Highly detailed engraved antique map of Africa, published in Edinburgh in 1817. 

The map reflects the recently-accepted lack of European knowledge about the interior of the continent. Before the beginning of the 19th century, European cartographers were given to indulging myth and speculation when it came to Africa. That began to fade away with the French at the end of the 18th century and most famously with Aaron Arrowsmith at the beginning of the 19th. This map follows in that tradition, though the Mountains of the Moon and the Mountains of Kong persist as definitely as ever.

From John Thomson's New General Atlas.

John Thomson Biography

John Thomson (1777-ca. 1840) was a commercial map publisher active in Edinburgh. He specialized in guide books and atlases and is primarily known for his Atlas of Scotland (1832) and the New General Atlas, first published in 1817 and reissued for the next quarter century. The New General Atlas was a commercial success—it was also published in Dublin and London—and it compiled existing geographic knowledge in compelling ways for a wide audience.
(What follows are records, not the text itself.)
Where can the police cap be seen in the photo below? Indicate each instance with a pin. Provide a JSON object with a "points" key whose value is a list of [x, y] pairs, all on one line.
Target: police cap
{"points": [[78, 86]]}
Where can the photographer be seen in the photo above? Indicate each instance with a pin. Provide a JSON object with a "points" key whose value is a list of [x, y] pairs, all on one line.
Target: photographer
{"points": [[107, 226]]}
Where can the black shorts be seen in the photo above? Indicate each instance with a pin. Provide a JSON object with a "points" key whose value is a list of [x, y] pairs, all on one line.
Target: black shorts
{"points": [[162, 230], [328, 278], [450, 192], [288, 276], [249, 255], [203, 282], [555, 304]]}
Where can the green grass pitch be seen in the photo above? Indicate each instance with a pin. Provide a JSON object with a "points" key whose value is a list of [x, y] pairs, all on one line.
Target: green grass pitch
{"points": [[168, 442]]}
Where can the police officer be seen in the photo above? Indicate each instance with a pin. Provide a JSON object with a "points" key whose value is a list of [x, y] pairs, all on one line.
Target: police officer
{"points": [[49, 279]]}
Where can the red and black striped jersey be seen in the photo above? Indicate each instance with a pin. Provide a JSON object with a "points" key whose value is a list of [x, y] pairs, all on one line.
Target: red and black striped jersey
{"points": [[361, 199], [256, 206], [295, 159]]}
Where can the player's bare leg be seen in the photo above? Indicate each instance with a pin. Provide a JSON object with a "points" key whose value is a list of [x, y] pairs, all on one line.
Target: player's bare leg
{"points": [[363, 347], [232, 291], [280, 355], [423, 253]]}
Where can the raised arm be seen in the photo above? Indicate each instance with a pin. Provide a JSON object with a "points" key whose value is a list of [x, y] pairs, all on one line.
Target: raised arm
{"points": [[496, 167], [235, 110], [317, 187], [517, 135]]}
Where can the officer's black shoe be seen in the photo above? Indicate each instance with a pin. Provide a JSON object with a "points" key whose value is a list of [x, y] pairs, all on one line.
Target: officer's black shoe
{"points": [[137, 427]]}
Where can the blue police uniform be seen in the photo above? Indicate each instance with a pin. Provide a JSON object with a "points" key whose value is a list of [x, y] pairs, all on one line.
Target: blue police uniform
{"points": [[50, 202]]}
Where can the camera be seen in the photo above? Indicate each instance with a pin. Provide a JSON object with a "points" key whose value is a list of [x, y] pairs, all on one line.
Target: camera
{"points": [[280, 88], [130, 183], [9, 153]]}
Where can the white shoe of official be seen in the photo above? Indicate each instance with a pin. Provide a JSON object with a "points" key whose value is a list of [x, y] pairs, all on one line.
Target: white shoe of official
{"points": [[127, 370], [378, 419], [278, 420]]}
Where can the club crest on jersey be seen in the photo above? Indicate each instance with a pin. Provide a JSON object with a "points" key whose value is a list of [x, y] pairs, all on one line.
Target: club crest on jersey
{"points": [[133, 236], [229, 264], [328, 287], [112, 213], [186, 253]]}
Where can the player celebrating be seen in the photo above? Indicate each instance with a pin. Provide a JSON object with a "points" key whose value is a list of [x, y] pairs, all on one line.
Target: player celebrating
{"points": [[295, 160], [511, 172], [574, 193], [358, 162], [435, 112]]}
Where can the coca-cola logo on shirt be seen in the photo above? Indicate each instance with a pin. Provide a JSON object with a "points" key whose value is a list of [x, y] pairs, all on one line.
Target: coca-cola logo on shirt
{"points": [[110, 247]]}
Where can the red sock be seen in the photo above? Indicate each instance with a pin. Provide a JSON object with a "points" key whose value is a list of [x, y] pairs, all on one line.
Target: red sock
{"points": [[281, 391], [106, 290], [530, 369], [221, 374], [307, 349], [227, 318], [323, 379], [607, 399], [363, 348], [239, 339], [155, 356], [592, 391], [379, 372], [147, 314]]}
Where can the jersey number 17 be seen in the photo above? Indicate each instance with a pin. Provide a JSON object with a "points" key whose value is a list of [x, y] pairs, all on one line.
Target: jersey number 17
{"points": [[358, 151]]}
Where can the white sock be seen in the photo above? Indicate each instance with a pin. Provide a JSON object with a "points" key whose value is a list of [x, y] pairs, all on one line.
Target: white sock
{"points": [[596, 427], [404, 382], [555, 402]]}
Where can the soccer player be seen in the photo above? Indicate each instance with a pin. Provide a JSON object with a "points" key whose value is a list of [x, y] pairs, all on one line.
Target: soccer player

His Atlas of Scotland introduced new geographic information and was the first large-scale atlas of Scotland to be organized by county. It provided the most-accurate view of Scotland available before the Clearances. Work on the atlas began in 1820 and led to Thomson’s bankruptcy in 1830 due to the high costs of gathering the latest surveys and reviewing the required materials. Despite the publication of the atlas, Thomson declared bankruptcy again in 1835.